Accusée de crimes de guerre en Ukraine, «la Russie devra rendre des comptes»

16.03.22

Documenter les crimes de guerre imputés à la Russie et aider les Ukrainiens à conserver les preuves de ces crimes de guerre, c’est l’un des objectifs de l’Association du barreau ukrainien qui a mis en place un centre d’appel et de soutien aux victimes du conflit. Cette aide juridique doit permettre également aux Ukrainiens qui souhaitent fuir leur pays de trouver des conseils sur le droit d’asile et sur la législation des pays d’accueil. Entretien avec Anna Ogrentchouk, avocate et présidente de l’Association du barreau ukrainien.

RFI : Quel est l’objectif du centre d’appel que vous avez mis en place après le déclenchement de l’offensive russe en Ukraine ?

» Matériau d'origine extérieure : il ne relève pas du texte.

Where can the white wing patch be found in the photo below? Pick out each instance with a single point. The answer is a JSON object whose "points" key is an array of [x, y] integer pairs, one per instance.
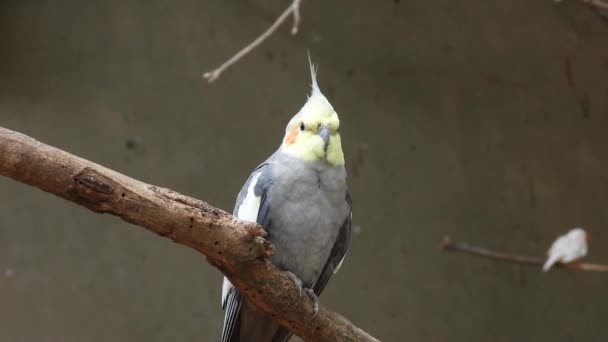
{"points": [[248, 211]]}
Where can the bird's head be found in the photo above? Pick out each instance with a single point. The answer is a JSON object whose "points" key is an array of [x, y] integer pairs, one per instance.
{"points": [[312, 134]]}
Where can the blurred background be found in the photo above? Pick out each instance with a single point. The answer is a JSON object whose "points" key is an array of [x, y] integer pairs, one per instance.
{"points": [[486, 122]]}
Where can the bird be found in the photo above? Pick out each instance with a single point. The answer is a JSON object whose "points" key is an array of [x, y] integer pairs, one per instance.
{"points": [[300, 196], [567, 248]]}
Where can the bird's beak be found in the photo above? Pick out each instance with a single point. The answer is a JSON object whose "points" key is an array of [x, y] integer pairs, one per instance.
{"points": [[324, 133]]}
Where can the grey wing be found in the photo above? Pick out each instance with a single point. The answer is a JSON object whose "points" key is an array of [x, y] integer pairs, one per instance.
{"points": [[252, 204], [338, 252]]}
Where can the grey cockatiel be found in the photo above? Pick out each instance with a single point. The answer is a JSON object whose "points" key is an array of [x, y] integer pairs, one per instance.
{"points": [[299, 195]]}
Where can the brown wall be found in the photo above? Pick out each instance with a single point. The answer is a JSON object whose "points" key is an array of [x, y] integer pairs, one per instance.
{"points": [[459, 116]]}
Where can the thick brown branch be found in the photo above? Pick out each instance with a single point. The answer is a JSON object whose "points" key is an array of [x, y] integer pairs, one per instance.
{"points": [[235, 247], [451, 246]]}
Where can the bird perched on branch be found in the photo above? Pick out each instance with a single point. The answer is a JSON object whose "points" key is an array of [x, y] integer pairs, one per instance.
{"points": [[299, 195], [567, 248]]}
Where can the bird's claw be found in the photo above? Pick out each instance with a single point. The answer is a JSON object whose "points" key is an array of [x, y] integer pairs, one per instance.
{"points": [[297, 282], [315, 302]]}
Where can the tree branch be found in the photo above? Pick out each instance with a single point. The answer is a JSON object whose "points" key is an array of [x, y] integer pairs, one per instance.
{"points": [[293, 9], [450, 246], [235, 247]]}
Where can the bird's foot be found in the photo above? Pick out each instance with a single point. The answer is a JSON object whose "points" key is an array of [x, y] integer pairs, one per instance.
{"points": [[315, 302], [297, 282]]}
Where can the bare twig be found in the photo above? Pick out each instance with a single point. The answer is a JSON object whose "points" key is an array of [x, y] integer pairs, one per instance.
{"points": [[293, 9], [236, 248], [451, 246]]}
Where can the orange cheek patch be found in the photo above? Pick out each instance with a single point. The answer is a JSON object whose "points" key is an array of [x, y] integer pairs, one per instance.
{"points": [[292, 136]]}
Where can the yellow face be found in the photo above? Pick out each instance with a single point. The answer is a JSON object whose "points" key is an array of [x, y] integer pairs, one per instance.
{"points": [[312, 134]]}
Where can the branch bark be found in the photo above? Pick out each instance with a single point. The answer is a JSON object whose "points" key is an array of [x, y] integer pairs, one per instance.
{"points": [[235, 247]]}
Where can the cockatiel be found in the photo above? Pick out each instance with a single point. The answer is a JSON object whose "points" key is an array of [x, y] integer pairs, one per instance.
{"points": [[567, 248], [299, 195]]}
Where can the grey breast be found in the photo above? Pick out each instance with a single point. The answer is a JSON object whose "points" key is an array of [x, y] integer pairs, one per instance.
{"points": [[308, 208]]}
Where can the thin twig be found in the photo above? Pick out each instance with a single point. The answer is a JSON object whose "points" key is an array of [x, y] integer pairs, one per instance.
{"points": [[293, 9], [451, 246]]}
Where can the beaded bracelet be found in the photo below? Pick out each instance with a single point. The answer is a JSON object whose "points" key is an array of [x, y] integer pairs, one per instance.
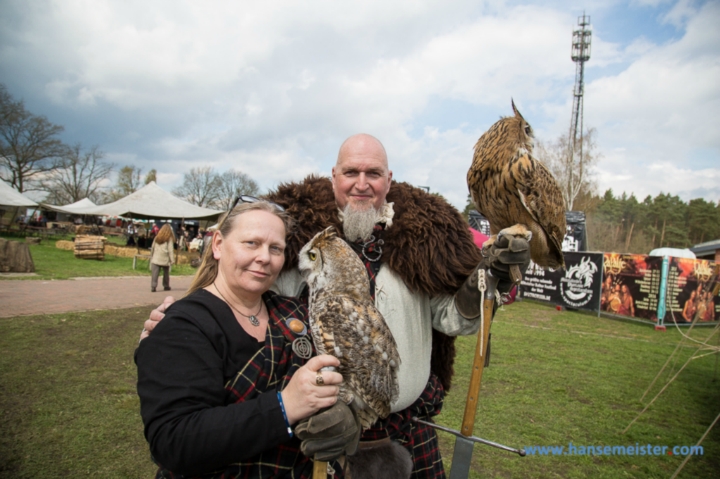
{"points": [[282, 408]]}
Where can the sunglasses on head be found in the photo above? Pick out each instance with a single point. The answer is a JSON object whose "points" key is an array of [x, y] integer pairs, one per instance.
{"points": [[252, 199]]}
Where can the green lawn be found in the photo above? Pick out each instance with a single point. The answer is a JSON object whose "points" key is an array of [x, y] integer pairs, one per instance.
{"points": [[53, 263], [69, 407]]}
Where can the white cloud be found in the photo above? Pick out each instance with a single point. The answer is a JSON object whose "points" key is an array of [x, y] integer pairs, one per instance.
{"points": [[272, 88]]}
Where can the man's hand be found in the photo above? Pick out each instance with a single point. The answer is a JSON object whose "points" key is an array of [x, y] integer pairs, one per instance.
{"points": [[330, 433], [500, 253], [156, 316]]}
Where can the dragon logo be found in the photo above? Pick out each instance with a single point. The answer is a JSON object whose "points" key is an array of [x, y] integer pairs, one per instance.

Anna Ogrentchouk : Après le début de l’invasion c’était le chaos : personne ne savait que faire ou à qui demander de l’aide, alors nous avons lancé notre centre d’appel. Maintenant, nous avons plus de 200 avocats qui se sont portés volontaires et nous avons déjà reçu à ce jour 700 requêtes. Il s’agit principalement de questions sur les différentes règles d’asile dans les pays frontaliers. Nous avons tout un réseau d’avocats à l’étranger qui nous aident dans plusieurs pays, en Lituanie, en Lettonie, en Pologne, en Roumanie ou en Hongrie.

Concrètement que faites-vous pour aider les Ukrainiens qui veulent quitter leur pays, qui veulent être accueillis dans les pays frontaliers et qui espèrent s’y réfugier ?

Il y a des gens qui ont perdu leurs papiers d’identité et ils nous demandent s’ils peuvent quitter le pays sans ces papiers. Ils nous posent des questions aussi pour leurs enfants ou leurs parents s’ils sont malades. Peuvent-ils quitter le pays pour raisons médicales ? C’est le genre de questions qui nous sont posées. Par exemple, nous avons apporté une aide pour l’évacuation d’enfants hospitalisés vers la Pologne.

Votre centre d’appel s’occupe également de réunir les preuves des crimes de guerre imputés à la Russie. Quels conseils donnez-vous aux Ukrainiens qui par exemple auraient perdu leur maison ou leur entreprise à cause du conflit ?

Nous leur demandons d’avoir une attestation de propriété, d’en faire une photo, et de la garder sur leur téléphone. Si c’est possible et si ce n’est pas dangereux, nous leur demandons aussi de prendre en photo les dégâts matériels. En résumé, nous expliquons aux gens comment rassembler les preuves des destructions causées par la guerre.

Avec le procureur général d’Ukraine nous avons lancé une plate-forme internet que nous avons appelée « Crimes de guerre. » Sur cette plate-forme, très facilement, vous pouvez télécharger les photos de destruction, ajouter vos informations personnelles etc… Nous conseillons également aux victimes d’utiliser des applications qui existent déjà. Par exemple, l’application « Eye Witness Program » qui a été créée par l’Association internationale du Barreau. Cette application permet de prouver immédiatement la localisation, la date et l’heure des photos ou des vidéos. Elle permet également de prouver qu’elles sont authentiques.

Pourquoi est-ce si important de faire ce travail de documentation et de conservation des dommages provoqués par le conflit ?

Nous avons besoin de collecter ces preuves et de les protéger pour pouvoir ensuite les utiliser en justice contre la Russie. Nous sommes avocats et nous comprenons que tout cela doit être fait avec une grande précision parce que la Russie va tout contester : les autorités russes vont dire que ce ne sont pas elles qui sont responsables, mais les Ukrainiens… Il est donc très important de rassembler ces preuves de la façon la plus rigoureuse qui soit.

Vous pensez réellement qu’un jour toutes ces preuves pourront être présentées devant la justice et que la Russie répondra de ces actes ?

Je suis sûr que cela aura lieu. Nous allons utiliser toutes les possibilités légales pour poursuivre la Russie, devant la justice ukrainienne et devant la justice internationale. Tous les dommages et toutes les pertes seront prouvés, la Russie sera tenue pour responsable et devra tout dédommager. Personne ne pense comme le disent les Russes qu’il s’agit d’une « opération spéciale ». C’est une guerre et la Russie doit être tenue responsables de ses conséquences.